Thank God, my spirit, the higher soul intervened. I pulled myself out and decided not to wallow in the situation. I meditated and let go. I accepted that the higher powers (I believe in God) were at play and it was God's divine will that I was not going to work at Amazon, Seattle.

Later that evening; I checked my Instagram account and a post from Jeff Bezos's official account stood out to me.

 The post was " R u happy or Satisfied with Amazon. If not tell us the reason and write the way to improve it. Comment or send DM."


I read the post and I felt this was very bold and courageous of Amazon to ask for feedback from people and yet have an internal policy to not to provide any feedback to the candidates they interview!

I read the post and I felt that it was very bold and courageous of Amazon to ask for feedback from people and yet have an internal policy to not to provide any feedback to the candidates they interview!

These candidates go through a rigorous preparation and an intense interview process that tests them on technical, personal, physical, emotional and spiritual level! These are premium quality candidates who make it to the face-to-face interviews and for these people to be deprived of the feedback and an opportunity to learn was something that did not sit very well with me. I felt the people in the position of authority were not walking the talk and were in-congruent with the Amazon Leadership principle - "Learn and be Curious : Leaders are never done learning and always seek ways to improve themselves. They are curious about new possibilities and act to explore them".

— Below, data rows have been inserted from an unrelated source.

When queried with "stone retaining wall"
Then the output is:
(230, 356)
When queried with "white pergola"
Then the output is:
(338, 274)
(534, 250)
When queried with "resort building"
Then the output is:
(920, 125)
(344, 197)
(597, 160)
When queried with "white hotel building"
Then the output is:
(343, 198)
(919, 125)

 I have added the screenshot of my response to the post below :

 

I have not received a response from Amazon yet and I don't expect it anymore. I must admit I did expect a reply from them for a few days after my response to the Instagram post. I was not surprised to not receive one either :). When I look for jobs my intention is to work with people and be surrounded with people who inspire me, uplift me, who walk the talk and help me to deliver my best and be my best. I seek colleagues, peers in places where together we can be a source of inspiration, learning and massive growth for each other. I am glad I am not working with that particular Amazon team I interviewed with for I know that they failed to demonstrate the leadership values the company leadership has prescribed and live by. With this post my sole intention was to provide feedback, be heard and add value to the recruiters and those in the position of authority to humbly request them to treat the potential employees and the candidates with respect, compassion and give them the opportunity to learn about themselves by giving them feedback regardless of whether they got the job or not. It's good to know what worked and what can be improved :). 

I felt good writing the response and I feel good that I stood up for myself and allowed myself to be heard, walking the talk and being my own cheerleader. I know, I will continue to live by my principles, values, inspire, learn, grow, forgive, continue to be equipped, courageous, improve and move forward in life!

 Thank you for reading intently and wish you peace, joy, happiness, illumination, love, compassion and abundance on every level in your life.